Unlike 13-year-old Jack Rico, Greta Thunberg has not earned multiple college degrees.
Rather, she is the child of Swedish celebrities, an opera singer, and an actor.
Having turned 17 in January, she is a media mirage. A publicist’s creation.
Thunberg is too young to vote in Sweden. She is too young to vote here, in Canada. Yet she keeps trying to tell our Prime Minister what to do.
Last September, she was granted a private audience with Justin Trudeau in a Montreal hotel. Afterward, she told journalists: “He’s, of course, obviously not doing enough.”
In February, via Twitter, Thunberg promoted a newspaper article written by US climate activist Bill McKibben, headlined When it comes to climate hypocrisy, Canada’s leaders have reached a new low.

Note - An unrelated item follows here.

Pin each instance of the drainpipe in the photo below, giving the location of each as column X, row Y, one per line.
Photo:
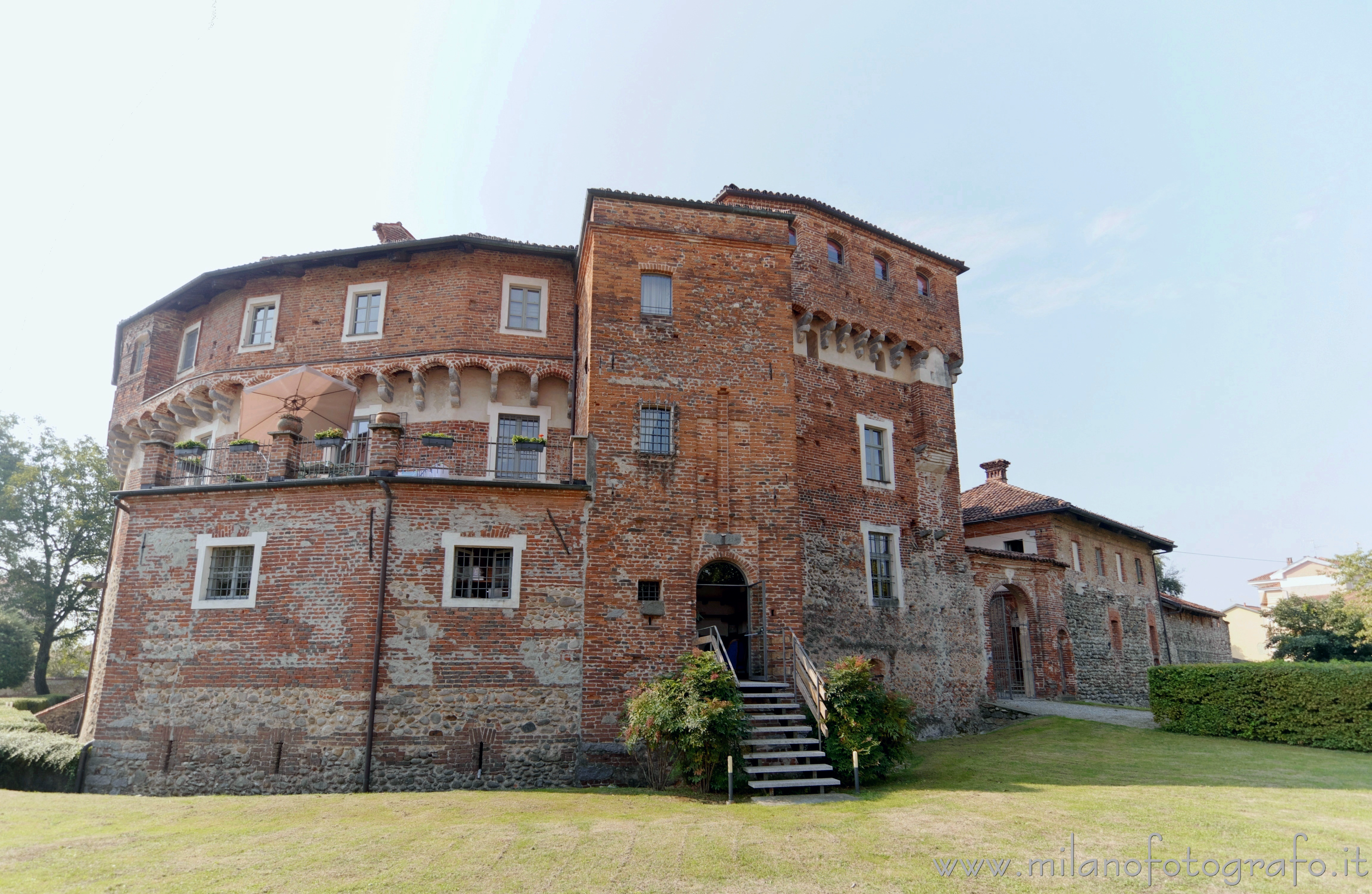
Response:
column 1163, row 613
column 376, row 645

Published in the UK Guardian, that article attacked an oil project amid fears that, nine years and $1 billion after it was first proposed, it might finally receive government approval.

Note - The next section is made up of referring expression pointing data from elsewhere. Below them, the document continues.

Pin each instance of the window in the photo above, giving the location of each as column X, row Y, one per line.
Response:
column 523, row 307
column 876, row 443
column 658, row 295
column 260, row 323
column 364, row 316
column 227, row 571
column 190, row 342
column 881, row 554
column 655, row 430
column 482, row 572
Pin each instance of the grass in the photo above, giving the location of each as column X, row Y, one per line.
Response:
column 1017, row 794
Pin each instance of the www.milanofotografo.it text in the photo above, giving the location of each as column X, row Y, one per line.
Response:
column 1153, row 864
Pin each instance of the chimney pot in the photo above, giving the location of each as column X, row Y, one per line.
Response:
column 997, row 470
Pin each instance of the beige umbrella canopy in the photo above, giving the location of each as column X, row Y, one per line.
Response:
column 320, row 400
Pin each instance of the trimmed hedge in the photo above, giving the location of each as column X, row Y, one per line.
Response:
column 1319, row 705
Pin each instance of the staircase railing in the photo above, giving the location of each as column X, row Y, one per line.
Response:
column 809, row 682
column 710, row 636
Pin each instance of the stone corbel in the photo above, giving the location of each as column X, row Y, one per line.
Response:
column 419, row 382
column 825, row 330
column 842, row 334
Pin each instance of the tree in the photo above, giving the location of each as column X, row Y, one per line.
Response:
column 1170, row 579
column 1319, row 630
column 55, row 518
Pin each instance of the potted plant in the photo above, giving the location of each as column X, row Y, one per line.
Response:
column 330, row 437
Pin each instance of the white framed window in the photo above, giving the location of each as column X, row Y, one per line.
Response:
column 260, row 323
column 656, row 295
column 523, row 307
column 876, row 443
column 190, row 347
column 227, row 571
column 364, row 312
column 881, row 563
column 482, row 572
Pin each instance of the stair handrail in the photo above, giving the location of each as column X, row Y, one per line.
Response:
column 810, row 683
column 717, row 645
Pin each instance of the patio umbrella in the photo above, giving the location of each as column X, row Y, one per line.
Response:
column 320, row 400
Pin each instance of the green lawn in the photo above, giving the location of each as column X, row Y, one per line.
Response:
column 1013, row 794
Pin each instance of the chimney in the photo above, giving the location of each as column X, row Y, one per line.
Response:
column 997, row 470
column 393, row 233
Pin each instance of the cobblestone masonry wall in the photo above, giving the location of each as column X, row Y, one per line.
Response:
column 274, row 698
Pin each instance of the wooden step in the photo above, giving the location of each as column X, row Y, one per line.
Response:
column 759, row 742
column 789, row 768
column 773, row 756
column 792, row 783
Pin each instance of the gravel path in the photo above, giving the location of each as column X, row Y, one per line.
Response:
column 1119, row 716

Think about that for a minute. A Swedish teenager. An American activist. A UK newspaper. All ganging up on Canada. Second-guessing the democratically elected Canadian government.
Insisting their own judgment should supersede Canada’s system of environmental regulation.
Working in concert to marginalize the voices and views of ordinary Canadians. (According to a public opinion poll, the project was supported by 49% of Canadians, and opposed by 40%.)
Last week, Thunberg signed a letter which argues, in essence, that Canada doesn’t deserve a seat on the United Nations Security Council because it hasn’t yet killed off all oil and gas production.
The billions of dollars that that industry contributes to government coffers every year and the hundreds of thousands of jobs it provides may mean nothing to a 17-year-old who lives in a foreign country.
But that money is real. Those jobs are real. If they disappear, Canadians will suffer.
Two days ago, journalists treated Thunberg’s reaction to the arrest of Alberta First Nation Chief Allan Adam as newsworthy. As if the opinions of a teenager who resides a continent away are remotely relevant.
Youthful idealists see the world in stark terms – right versus wrong. Grownups recognize that every choice we make involves trade-offs.
There’s rarely a perfect solution. In the real world, we need to pay the rent, put food on the table, and fund the healthcare system.
If we could do all those things entirely with ‘renewable energy,’ many of us would be happy to do so. But that isn’t possible right now, despite what 17-year-olds believe.
Canadians have a right to chart our own destiny. We have a right to make our own decisions and our own choices. We deserve leaders who represent our views and our values.
There isn’t much point to elections if government policy is determined by Swedish teenagers.